I wrote:
> Michael Paquier <michael.paqu...@gmail.com> writes:
>> And this gives the patch attached, just took the time to hack it.

> I think this is a good idea, but (1) I'm inclined not to restrict it to
> Windows, and (2) I think we should hold off applying it until we've seen
> a failure or two more, and can confirm whether d1b7d4877 does anything
> useful for the error messages.

OK, we now have failures from both bowerbird and jacana with the error
reporting patch applied:

and they both boil down to this:

pg_ctl: could not start server
Examine the log output.
# pg_ctl failed; logfile:
LOG:  could not bind IPv4 socket: Permission denied
HINT:  Is another postmaster already running on port 60200? If not, wait a few 
seconds and retry.
WARNING:  could not create listen socket for ""
FATAL:  could not create any TCP/IP sockets
LOG:  database system is shut down

So "permission denied" is certainly more useful than "no error", which
makes me feel that d1b7d4877+22989a8e3 are doing what they intended to
and should get back-patched --- any objections?

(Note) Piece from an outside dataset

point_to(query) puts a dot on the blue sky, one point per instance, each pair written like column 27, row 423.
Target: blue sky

However, it's still not entirely clear what is the root cause of the
failure and whether a patch along the discussed lines would prevent its
recurrence.  Looking at TranslateSocketError, it seems we must be seeing
an underlying error code of WSAEACCES.  A little googling says that
Windows might indeed return that, rather than the more expected
WSAEADDRINUSE, if someone else has the port open with SO_EXCLUSIVEADDRUSE:

        Another possible reason for the WSAEACCES error is that when the
        bind function is called (on Windows NT 4.0 with SP4 and later),
        another application, service, or kernel mode driver is bound to
        the same address with exclusive access. Such exclusive access is a
        new feature of Windows NT 4.0 with SP4 and later, and is
        implemented by using the SO_EXCLUSIVEADDRUSE option.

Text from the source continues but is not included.